During this period (1929 to 1939) Wager was a lecturer at Reading University, but shortly after the outbreak of World War II in 1939 he was commissioned into the Royal Air Force, serving in the United Kingdom, the Middle East, and Arctic Russia, and was mentioned in dispatches. In 1944 he was released from the R.A.F. and took the chair of geology at Durham University, a post which he held until 1950, when he was made professor of geology at Oxford and fellow of University College.

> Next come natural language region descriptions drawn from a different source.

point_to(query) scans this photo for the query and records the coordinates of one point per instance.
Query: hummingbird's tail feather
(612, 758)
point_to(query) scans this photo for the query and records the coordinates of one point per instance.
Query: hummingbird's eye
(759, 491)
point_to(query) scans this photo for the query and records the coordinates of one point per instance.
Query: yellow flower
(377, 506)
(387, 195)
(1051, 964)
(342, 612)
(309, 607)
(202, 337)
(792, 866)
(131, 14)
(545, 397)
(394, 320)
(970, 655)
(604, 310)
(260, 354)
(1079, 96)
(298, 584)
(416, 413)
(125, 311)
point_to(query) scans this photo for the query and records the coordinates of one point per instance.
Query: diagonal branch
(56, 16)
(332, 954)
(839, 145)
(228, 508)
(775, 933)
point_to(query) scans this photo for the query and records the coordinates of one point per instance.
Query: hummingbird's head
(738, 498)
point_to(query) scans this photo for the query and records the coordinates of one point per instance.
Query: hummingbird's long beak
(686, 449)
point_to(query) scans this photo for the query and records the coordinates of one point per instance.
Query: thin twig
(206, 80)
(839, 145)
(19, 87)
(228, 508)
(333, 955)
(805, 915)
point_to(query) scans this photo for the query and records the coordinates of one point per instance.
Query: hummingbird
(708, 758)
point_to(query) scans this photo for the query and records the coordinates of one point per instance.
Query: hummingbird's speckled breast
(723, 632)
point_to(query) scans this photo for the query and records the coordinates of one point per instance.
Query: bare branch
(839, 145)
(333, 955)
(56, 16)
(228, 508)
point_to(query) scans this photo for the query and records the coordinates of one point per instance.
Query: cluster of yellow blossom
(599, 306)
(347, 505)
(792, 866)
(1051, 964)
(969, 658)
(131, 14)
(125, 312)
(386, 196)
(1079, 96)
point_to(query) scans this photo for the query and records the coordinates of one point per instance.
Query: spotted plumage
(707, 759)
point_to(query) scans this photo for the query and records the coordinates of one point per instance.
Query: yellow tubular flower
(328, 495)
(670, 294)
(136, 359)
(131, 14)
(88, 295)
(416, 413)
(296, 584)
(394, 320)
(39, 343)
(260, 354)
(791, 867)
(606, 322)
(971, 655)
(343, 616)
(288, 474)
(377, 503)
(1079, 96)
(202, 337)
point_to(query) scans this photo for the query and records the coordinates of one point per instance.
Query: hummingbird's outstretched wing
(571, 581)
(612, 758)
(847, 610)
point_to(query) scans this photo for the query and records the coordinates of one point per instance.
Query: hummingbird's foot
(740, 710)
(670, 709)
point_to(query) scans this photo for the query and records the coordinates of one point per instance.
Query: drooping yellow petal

Wager conducted other important pieces of research in East Greenland and in the Hebrides of northwest Scotland, but subsequent to his active service during the war years, he embarked on extensive geochemical studies and introduced radiometric dating methods into the department at Oxford. This work actually was begun before the war in collaboration with R. L. Mitchell, who used emission spectroscopy for the determination of trace elements. Wager and his coworkers subsequently used neutron activation and isotope dilution in an attempt to document in the very greatest detail and highest precision the behavior of a host of trace elements during magmatic crystallization. Also under Wager’s leadership, Oxford began to date rocks using radiometric methods. While Wager sought to understand the processes going on in magmas, others have used the same methods to understand the ocean floor and the moon, samples of both becoming available during the 1960’s and in 1970. The earlier work of Wager and his co-workers thus paved the way for later explosive growth in trace element and isotope geochemistry.
Wager always resisted the temptation to go into experimental studies, which in the 1950’s were popular among igneous petrologists. He always considered himself an observer of nature and found enough to occupy himself in this role. His perseverance as a mountain climber reflects itself in his scientific work in his single-minded pursuit of specific goals to be achieved using specific methods. In this way, although he was a man of wide interests, he avoided the temptation to spread his efforts too widely and became a leader in his chosen field.
More extensive treatment of Wager’s life and scientific contributions and a list of publications are given by C. K. Brooks in “Geologists and Ideas”, in E. T. Drake and W. M. Jordan, eds., Geological Society of America Centennial Special Volume, I (1985), 237-250; and W. A. Deer in Biographical Memoirs of Fellows of the Royal Society, 13 (1967), 359-385.